Our founding fathers, meanwhile, lived and died believing they owned black people, and that they were justified in doing so. When that practice was scrutinized, my predecessors protected their privilege. The systemic oppression shifted, and it lived on as lynchings. As Jim Crow. The war on drugs. The Washington Redskins. Mass incarceration. Redlining. Police violence.

We talk of progress, of incremental change, but we live in a country whose founding machinery of systemic racism is still humming along uninterrupted.

Alton Sterling is dead because two police officers were brought up breathing that machine’s smog, along with the officer in Minnesota who killed Phil Castile, and along with you and me and pretty much everyone we know. That smog taught us all to unwittingly view black men as potentially threatening criminals. That smog has poisoned us with a latent belief in white superiority and an unspoken, unacknowledged fear of losing a privileged status that no one deserves to keep. It’s insidious.

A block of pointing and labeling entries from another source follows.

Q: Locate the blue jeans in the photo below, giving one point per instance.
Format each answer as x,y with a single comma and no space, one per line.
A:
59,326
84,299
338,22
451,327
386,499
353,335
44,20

And I have to admit, sometimes I just don’t want to understand my place in all this. Because I’m culpable. Whether I “want” this privileged status or not, here I am, still complicit by my mere presence, and still benefiting from the idea of whiteness even at the expense of my own family.

Whether I “want” to be or not, I am still supporting the infrastructure of this systemic oppression with my taxes, my donations, my livelihood — with my very life.

All this thinking keeps on leading me to one question in the end: How can I, in good conscience, continue to live in America?

I don’t have an answer.

It’s not possible for me to live in this country and not benefit from and support systemic racism. I can’t escape my whiteness any more than my sons and my partner can escape their blackness.

Does that mean we have to leave? Is there another responsible decision to make with two young, brown-skinned sons?

I try to fight the status quo. I write this blog you’re reading now about education and race in Seattle and Washington State. I try to call out racism and inequity where I see it and demand something better. I’ve been out on the streets in Ferguson. I’ve been an at-times-crazy person on Facebook and Twitter.

But it’s not enough. Can I ever do more to fight racism than I am already doing, simply by living in America as a white man, to support it?

Our incremental progress was too slow for Philando Castile and Alton Sterling, as it has been for so, so many others. What if it’s too slow for my sons? Why should this finely tuned machine suddenly blow a fuse now?

How can I, in good conscience, raise two biracial boys in America?

That’s what I keep asking myself. And no matter how much I think about it, no matter how hard I look, I’m not finding an answer.

I’m just finding a replay of Alton Sterling’s murder, playing on loop, with Philando Castile dying in the background, and it’s saying, “These could be your sons.”